Qdrant
Qdrant (read: quadrant ) is a vector similarity search engine. It provides a production-ready service with a convenient API to store, search, and manage vectors with additional payload and extended filtering support. It makes it useful for all sorts of neural network or semantic-based matching, faceted search, and other applications.
This documentation demonstrates how to use Qdrant with Langchain for dense/sparse and hybrid retrieval.
This page documents the
QdrantVectorStore
class that supports multiple retrieval modes via Qdrant's new Query API. It requires you to run Qdrant v1.10.0 or above.
Setup
There are various modes of how to run Qdrant
, and depending on the chosen one, there will be some subtle differences. The options include:
- Local mode, no server required
- Docker deployments
- Qdrant Cloud
See the installation instructions.
%pip install -qU langchain-qdrant 'qdrant-client[fastembed]'
[31mERROR: pip's dependency resolver does not currently take into account all the packages that are installed. This behaviour is the source of the following dependency conflicts.
datasets 2.20.0 requires huggingface-hub>=0.21.2, but you have huggingface-hub 0.20.3 which is incompatible.
langchain-huggingface 0.0.3 requires huggingface-hub>=0.23.0, but you have huggingface-hub 0.20.3 which is incompatible.
langchain-huggingface 0.0.3 requires tokenizers>=0.19.1, but you have tokenizers 0.15.2 which is incompatible.
accelerate 0.33.0 requires huggingface-hub>=0.21.0, but you have huggingface-hub 0.20.3 which is incompatible.
transformers 4.43.3 requires huggingface-hub<1.0,>=0.23.2, but you have huggingface-hub 0.20.3 which is incompatible.

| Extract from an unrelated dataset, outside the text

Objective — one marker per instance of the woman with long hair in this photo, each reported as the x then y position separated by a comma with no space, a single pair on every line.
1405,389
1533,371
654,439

transformers 4.43.3 requires tokenizers<0.20,>=0.19, but you have tokenizers 0.15.2 which is incompatible.[0m[31m
[0m
[1m[[0m[34;49mnotice[0m[1;39;49m][0m[39;49m A new release of pip is available: [0m[31;49m24.0[0m[39;49m -> [0m[32;49m24.1.2[0m
[1m[[0m[34;49mnotice[0m[1;39;49m][0m[39;49m To update, run: [0m[32;49mpip install --upgrade pip[0m
Note: you may need to restart the kernel to use updated packages.
Credentials
There are no credentials needed to run the code in this notebook.
Initialization
For these examples we will use embeddings from the langchain_ollama
package since it is free to use.
Local mode
Python client allows you to run the same code in local mode without running the Qdrant server. That's great for testing things out and debugging or storing just a small amount of vectors. The embeddings might be fully kept in memory or persisted on disk.
In-memory
For some testing scenarios and quick experiments, you may prefer to keep all the data in memory only, so it gets lost when the client is destroyed - usually at the end of your script/notebook.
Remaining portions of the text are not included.